Interface SupportsPartitioning

  • All Known Implementing Classes:
    FileSystemTableSink

    @PublicEvolving
    public interface SupportsPartitioning
    Enables to write partitioned data in a DynamicTableSink.

    Partitions split the data stored in an external system into smaller portions that are identified by one or more string-based partition keys. A single partition is represented as a Map < String, String > which maps each partition key to a partition value. Partition keys and their order are defined by the catalog table.

    For example, data can be partitioned by region and within a region partitioned by month. The order of the partition keys (in the example: first by region then by month) is defined by the catalog table. A list of partitions could be:

       List(
         ['region'='europe', 'month'='2020-01'],
         ['region'='europe', 'month'='2020-02'],
         ['region'='asia', 'month'='2020-01'],
         ['region'='asia', 'month'='2020-02']
       )
     

    Given the following partitioned table:

    
     CREATE TABLE t (a INT, b STRING, c DOUBLE, region STRING, month STRING) PARTITION BY (region, month);
     

    We can insert data into static table partitions using the INSERT INTO ... PARTITION syntax:

    
     INSERT INTO t PARTITION (region='europe', month='2020-01') SELECT a, b, c FROM my_view;
     

    If all partition keys get a value assigned in the PARTITION clause, the operation is considered an "insertion into a static partition". In the above example, the query result should be written into the static partition region='europe', month='2020-01' which will be passed by the planner into applyStaticPartition(Map). The planner is also able to derived static partitions from literals of a query:

    
     INSERT INTO t SELECT a, b, c, 'asia' AS region, '2020-01' AS month FROM my_view;
     

    Alternatively, we can insert data into dynamic table partitions using the SQL syntax:

    
     INSERT INTO t PARTITION (region='europe') SELECT a, b, c, month FROM another_view;
     

    If only a subset of all partition keys get a static value assigned in the PARTITION clause or with a constant part in a SELECT clause, the operation is considered an "insertion into a dynamic partition". In the above example, the static partition part is region='europe' which will be passed by the planner into applyStaticPartition(Map). The remaining values for partition keys should be obtained from each individual record by the sink during runtime. In the two examples above, the month field is the dynamic partition key.

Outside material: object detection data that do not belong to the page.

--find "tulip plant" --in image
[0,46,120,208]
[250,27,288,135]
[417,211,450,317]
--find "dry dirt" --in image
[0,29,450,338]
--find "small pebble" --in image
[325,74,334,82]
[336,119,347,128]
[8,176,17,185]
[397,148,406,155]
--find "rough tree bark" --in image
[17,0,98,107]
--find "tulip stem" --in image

    If the PARTITION clause contains no static assignments or is omitted entirely, all values for partition keys are either derived from static parts of the query or obtained dynamically.

    A sink can implement both SupportsPartitioning and SupportsBucketing. Conceptually, a partition can be seen as kind of "directory" whereas buckets correspond to "files" per directory. Partitioning splits the data on a small, human-readable keyspace (e.g. by year or by geographical region). This enables efficient selection via equality, inequality, or ranges due to knowledge about existing partitions. Bucketing operates within partitions on a potentially large and infinite keyspace.

    See Also:
    SupportsBucketing
    • Method Detail

      • applyStaticPartition

        void applyStaticPartition​(Map<String,​String> partition)
        Provides the static part of a partition.

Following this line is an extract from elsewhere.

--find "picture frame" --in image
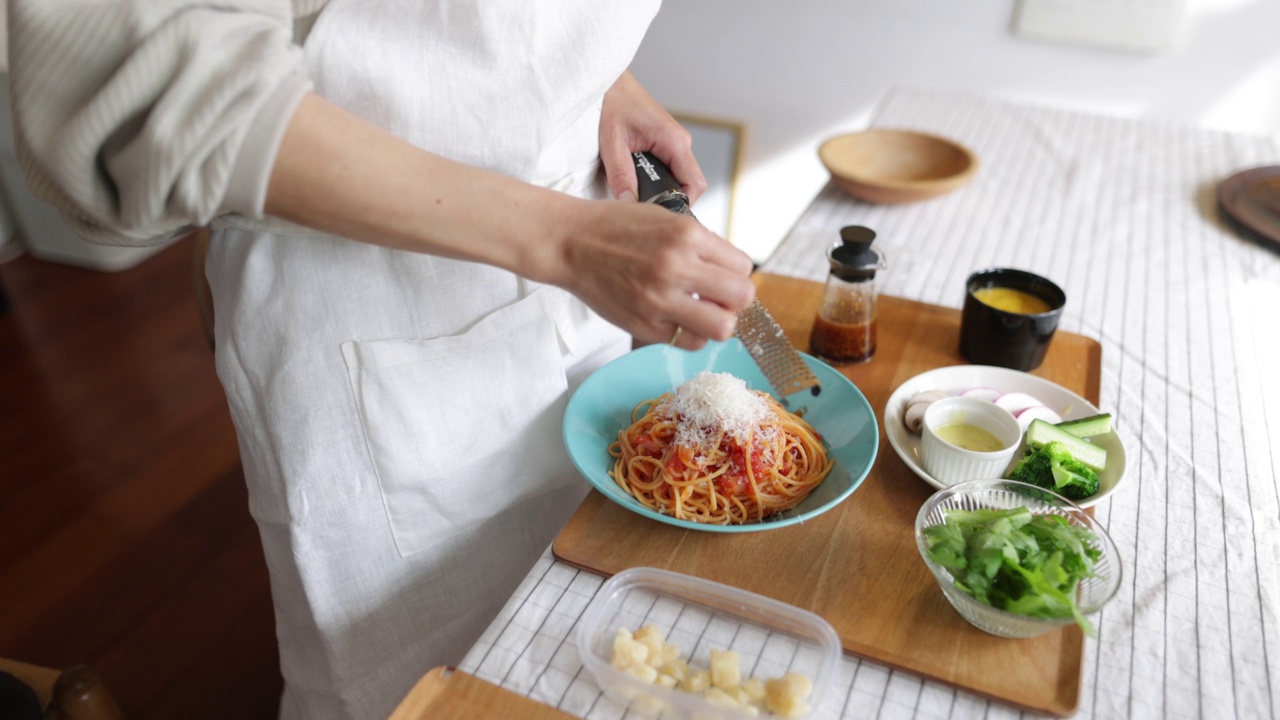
[672,113,745,241]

        A single partition maps each partition key to a partition value. Depending on the user-defined statement, the partition might not include all partition keys.

        See the documentation of SupportsPartitioning for more information.

        Parameters:
        partition - user-defined (possibly partial) static partition
      • requiresPartitionGrouping

        default boolean requiresPartitionGrouping​(boolean supportsGrouping)
        Returns whether data needs to be grouped by partition before it is consumed by the sink. By default, this is not required from the runtime and records arrive in arbitrary partition order.

        If this method returns true, the sink can expect that all records will be grouped by the partition keys before consumed by the sink. In other words: The sink will receive all elements of one partition and then all elements of another partition. Elements of different partitions will not be mixed. For some sinks, this can be used to reduce the number of partition writers and improve writing performance by writing one partition at a time.

        The given argument indicates whether the current execution mode supports grouping or not. For example, depending on the execution mode a sorting operation might not be available during runtime.

        Parameters:
        supportsGrouping - whether the current execution mode supports grouping
        Returns:
        whether data need to be grouped by partition before consumed by the sink. If supportsGrouping is false, it should never return true, otherwise the planner will fail.